It's Baseball and Kurt Suzuki in DC

(photo courtesy of Jonathan Newton/Washington Post)

 I've been busy with work so I haven't had a chance to post some stuff that I wanted to. But here's some good stuff on my man Kurt Suzuki, catcher for my home team the Washington Nationals. The Washington Post had an interesting piece on Kurt in their spring training coverage.

An excerpt:

 VIERA, Fla. — George Horton ran a college baseball powerhouse at Cal State-Fullerton, the kind of program that had no place for someone like Kurt Suzuki. Horton had never seen or heard of Suzuki before a scout pal mentioned the high schooler in Hawaii. “We didn’t know a whole heck of a lot about him,” Horton said. “We heard from our network of friends that this little catcher from Maui wanted to come and walk on at Fullerton.” 

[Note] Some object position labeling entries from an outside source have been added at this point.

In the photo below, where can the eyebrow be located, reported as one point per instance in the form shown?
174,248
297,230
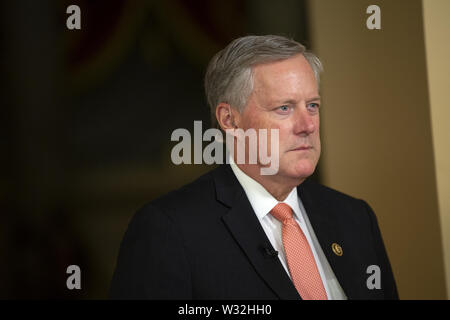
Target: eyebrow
291,101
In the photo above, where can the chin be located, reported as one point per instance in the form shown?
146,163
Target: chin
300,170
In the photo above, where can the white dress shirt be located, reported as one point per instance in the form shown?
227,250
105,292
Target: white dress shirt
262,203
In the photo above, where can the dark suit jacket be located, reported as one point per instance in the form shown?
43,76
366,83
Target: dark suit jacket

 On an island with 160,000 permanent residents, Suzuki played against five or six high schools. Few scouts noticed. But Fullerton needed a catcher, and there was no risk, so Horton let Suzuki join the team. Suzuki took the leap from Hawaii to major college baseball as a challenge. With no experience against elite peers, Suzuki began competing with kids who had attended higher-profile California high schools and earned scholarships. “He needed to have some sort of edge,” said Warren Suzuki, Kurt’s father. Instantly, “we just fell in love with him,” Horton said. 

In three years, the little catcher from Maui had become the leader on the 2004 national champions. Three years later he was in the majors. He came to the Washington Nationals at the 2012 trade deadline, and he will begin the 2013 season as their starting catcher. In less than a half a season, Suzuki became the nerve center for the Nationals’ pitching staff.  He arrives at Space Coast Stadium daily at 6:30 a.m., the first one there, to work alone. He greets teammates with relentless positivity and cheerful prodding. 

 As a kid, Suzuki devoured Atlanta Braves games on TBS, usually the only baseball he could watch. He loved to play. A random connection — a Fullerton assistant coach played college ball with a high school coach on Maui — opened the door for him to play in college. In 2004, he won the Johnny Bench Award as the country’s best catcher and led Fullerton to a national title. The Oakland Athletics noticed and drafted the once unknown kid with the 67th overall pick. Early in his minor league career, Suzuki called Horton with a problem. His professional coaches wanted him to curtail his exuberance, to not be a “rah-rah college guy.” Suzuki was taken aback. 

 “It was kind of a slap in the face to him,” said Horton, now the coach at Oregon.... 

 In his last final 29 games of the regular season, Suzuki batted .309 with a .362 on-base percentage and a .500 slugging percentage with five homers. At one point, he started 11 of 12 games. If he could walk, he played. “He’s a gamer,” Desmond said. “He plays banged up. There’s nothing better than a foul ball going off his arm, and he just bounces up and says, ‘Here.’ He tells the umpire to get back behind the plate. Let’s go.”